Problems created by the trans-Atlantic use of two different (and largely incompatible) sets of standardised documents have been addressed by the formation of a United Nations Joint European and North American working party (UN-JEDI), which began the development of the Electronic Data Interchange for Administration, Commerce and Transport (EDIFACT) document translation standards. A full range of business documents is in the process of being developed.

In the 1970's itself, several industries sponsored a shared EDI system that they usually turned over to a third party network. In some cases, the shared system was developed by the third party for the group of common companies or industry trade group. Examples of this early sharing include IBM IVANS, which the U.S. property and casualty insurance industry sponsored. Another was ORDERNET, sponsored by the pharmaceutical industry. These industry trade group systems had the same disadvantage as the company proprietary EDI system: they were standard, but limited in scope, and unable to communicate with other trade group EDI systems.  In 1973, the TDCC decided to develop a set of standards for EDI between companies and to invent a so-called "living standard"-ie: a standard that included standards on how to change the standards! This resulted in the first inter-industry EDI standard in 1975 covering air, motor, ocean, rail and some banking applications.
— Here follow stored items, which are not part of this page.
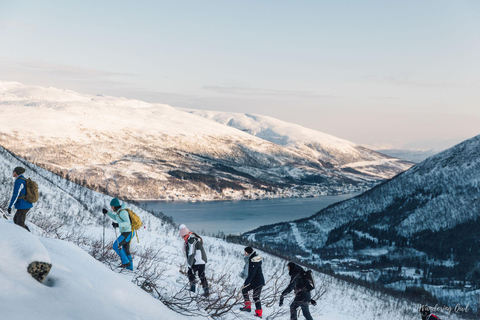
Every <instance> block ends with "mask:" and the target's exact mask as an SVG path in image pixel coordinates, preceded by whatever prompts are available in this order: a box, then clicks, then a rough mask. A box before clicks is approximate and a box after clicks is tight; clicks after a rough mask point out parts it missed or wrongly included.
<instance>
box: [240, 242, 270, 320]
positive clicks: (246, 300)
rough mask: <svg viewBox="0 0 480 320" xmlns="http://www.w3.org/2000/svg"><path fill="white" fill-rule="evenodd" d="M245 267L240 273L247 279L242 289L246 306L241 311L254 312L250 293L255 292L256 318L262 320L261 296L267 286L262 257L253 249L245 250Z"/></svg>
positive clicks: (252, 248)
mask: <svg viewBox="0 0 480 320" xmlns="http://www.w3.org/2000/svg"><path fill="white" fill-rule="evenodd" d="M244 260H245V267H244V268H243V271H242V272H241V273H240V277H241V278H243V279H245V281H244V283H243V287H242V294H243V299H244V306H243V307H242V308H240V310H241V311H247V312H251V311H252V302H251V301H250V297H249V295H248V292H249V291H250V290H253V301H254V302H255V316H256V317H259V318H262V302H261V301H260V294H261V293H262V287H263V286H264V285H265V279H264V278H263V272H262V257H261V256H260V255H258V254H257V253H256V252H255V251H253V248H252V247H246V248H245V258H244Z"/></svg>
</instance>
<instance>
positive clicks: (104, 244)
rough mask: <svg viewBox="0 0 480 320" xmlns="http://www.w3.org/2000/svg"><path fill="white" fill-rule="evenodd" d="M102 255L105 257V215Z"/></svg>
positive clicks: (102, 242)
mask: <svg viewBox="0 0 480 320" xmlns="http://www.w3.org/2000/svg"><path fill="white" fill-rule="evenodd" d="M102 255H103V256H104V257H105V215H103V238H102Z"/></svg>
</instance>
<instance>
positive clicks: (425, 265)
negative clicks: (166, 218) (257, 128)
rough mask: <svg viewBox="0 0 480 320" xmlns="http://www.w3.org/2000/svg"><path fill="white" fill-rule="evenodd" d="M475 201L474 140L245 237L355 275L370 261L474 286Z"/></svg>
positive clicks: (476, 179) (249, 232) (475, 232)
mask: <svg viewBox="0 0 480 320" xmlns="http://www.w3.org/2000/svg"><path fill="white" fill-rule="evenodd" d="M479 195H480V135H479V136H476V137H473V138H471V139H469V140H467V141H464V142H462V143H460V144H458V145H456V146H454V147H452V148H450V149H448V150H446V151H444V152H441V153H439V154H437V155H435V156H432V157H430V158H428V159H427V160H425V161H424V162H422V163H421V164H418V165H416V166H415V167H413V168H412V169H410V170H408V171H406V172H404V173H402V174H400V175H398V176H397V177H395V178H393V179H391V180H389V181H387V182H385V183H382V184H380V185H378V186H376V187H375V188H373V189H371V190H369V191H367V192H365V193H363V194H361V195H359V196H357V197H355V198H352V199H349V200H346V201H344V202H341V203H337V204H334V205H331V206H330V207H328V208H325V209H323V210H321V211H320V212H318V213H317V214H315V215H314V216H312V217H310V218H307V219H302V220H298V221H294V222H289V223H280V224H276V225H272V226H264V227H261V228H258V229H256V230H254V231H252V232H248V233H246V234H245V236H246V237H248V238H250V239H252V240H255V241H258V242H261V243H266V244H268V245H269V246H270V247H272V248H273V249H276V250H284V248H285V247H287V248H288V249H289V250H291V251H292V252H295V253H296V254H299V255H302V256H304V257H305V259H307V260H310V261H311V262H312V263H315V261H314V260H315V259H316V261H317V263H318V262H319V261H320V260H319V258H322V259H323V261H322V262H320V263H321V264H324V263H325V260H331V259H337V258H340V259H355V260H356V261H357V264H358V266H357V267H358V268H362V267H364V268H370V266H371V265H370V263H372V261H374V262H376V263H377V267H379V268H385V267H387V266H389V267H398V265H403V266H410V267H413V268H416V269H420V270H423V269H424V268H425V270H428V269H429V270H430V272H431V277H433V279H436V281H439V282H440V281H445V278H446V277H447V276H448V277H450V279H457V280H460V281H464V280H468V281H472V282H477V281H478V279H477V278H478V276H477V275H476V272H475V270H476V265H477V263H478V259H479V258H480V249H479V247H478V243H479V242H480V236H479V234H480V233H479V231H480V230H479V227H478V225H479V221H480V196H479ZM312 234H315V241H310V239H311V235H312ZM442 279H443V280H442ZM426 280H428V279H426ZM430 281H431V280H430ZM440 283H441V284H448V283H446V282H440ZM437 296H439V294H437ZM446 298H447V297H446ZM448 299H450V297H448ZM454 299H455V297H454ZM457 299H458V298H457Z"/></svg>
What evolved included generic formats for general business ANSI X12 , first published in 1981; a WINS format for the warehouse industry; and a UCS format for the food and drug industry; and for TDCC.

European development of TRADACOMS, ODETTE and JEDI started around 1984. In 1985, work started on EDIFACT (EDI for Administration, Commerce & Transport), an international standard through the auspices of the United Nations.

EDI's direct impact is to reduce the amount of data capture and transcription. This generally results in a decreased incidence of errors, less time spent on exception-handling, and fewer data-caused delays in the business process. Benefits can be attained in such areas as inventory management, transport and distribution, administration and cash management.

Today, analysts estimate that businesses already trade well over hundred billion in goods and services using EDI. It is predicted that this number will increase as new technologies such as the Internet and XML (Extensible Markup Language) make EDI more accessible to businesses.